To confirm that a set of 36 genes is essential for the UAB36 gene signature, we constructed a competing 35-gene signatures (UAB36-minus-1) by deleting one gene in turn from the set and asked whether systematic removal of a gene altered the ability to predict patient death probability, as measured by increase or decrease of HR. In the METABRIC cohort, we performed multivariate Cox regression analysis for each of the “36-minus-1” gene signatures, taking ENDORSE, PAM50 gene signatures as well as age, tumor grade and tumor stage as confounding factor, and compared the hazard ratio with the original hazard ratio of UAB36 (HR = 1.28). Removal of most of the genes, decreased HR, thus decreasing predictive ability. However, single removal of a small number of genes, ABCC3, ADAM9, ANXA2, ARHGAP29, CCN1, EPHA2, GIPC1, GNG12, KIAA152, LMNA, MYOF or S100A10 gene, significantly increased the HR (Supplementary Data 4). Similarly, we repeated the above approach of “UAB36-1” in the GSE9195 cohort. Here, we found removal of either TM4SF1, MET, GNG12, TNFRSF12A, CAPN2, and TUFT1 significantly increased the HR (Supplementary Data 5). Between the two cohorts GNG12 was the only gene whose removal consistently increased the HR in both cohorts, as shown in Table 3.

Next, we prepared 36 competing 34-gene signatures, i.e. “UAB36-minus-2”, by deleting any two genes from the set. Removal of two sets, DCBLD2 + TM4SF1 or ARHGAP29 + TM4SF1 increased the HR in both METABRIC and GSE9195.

Further, we proceeded with 33-gene signatures “UAB36-3” and found that removal of a set containing FAM129B, ANXA2 and S100A10 increased the HR.

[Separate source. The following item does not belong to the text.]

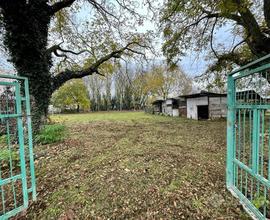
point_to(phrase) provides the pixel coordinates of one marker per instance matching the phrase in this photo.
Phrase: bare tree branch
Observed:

Although the removal of selected 1, 2 or 3 genes increased the HR (Table 3), the increase was minor in one cohort or the other. Therefore, for the current study, we decided to keep all genes in UAB36 as essential. In the future, as new studies publish new breast cancer cohorts treated with tamoxifen, we will test if removal of these genes from UAB36 significantly improves the HR by an even larger extent.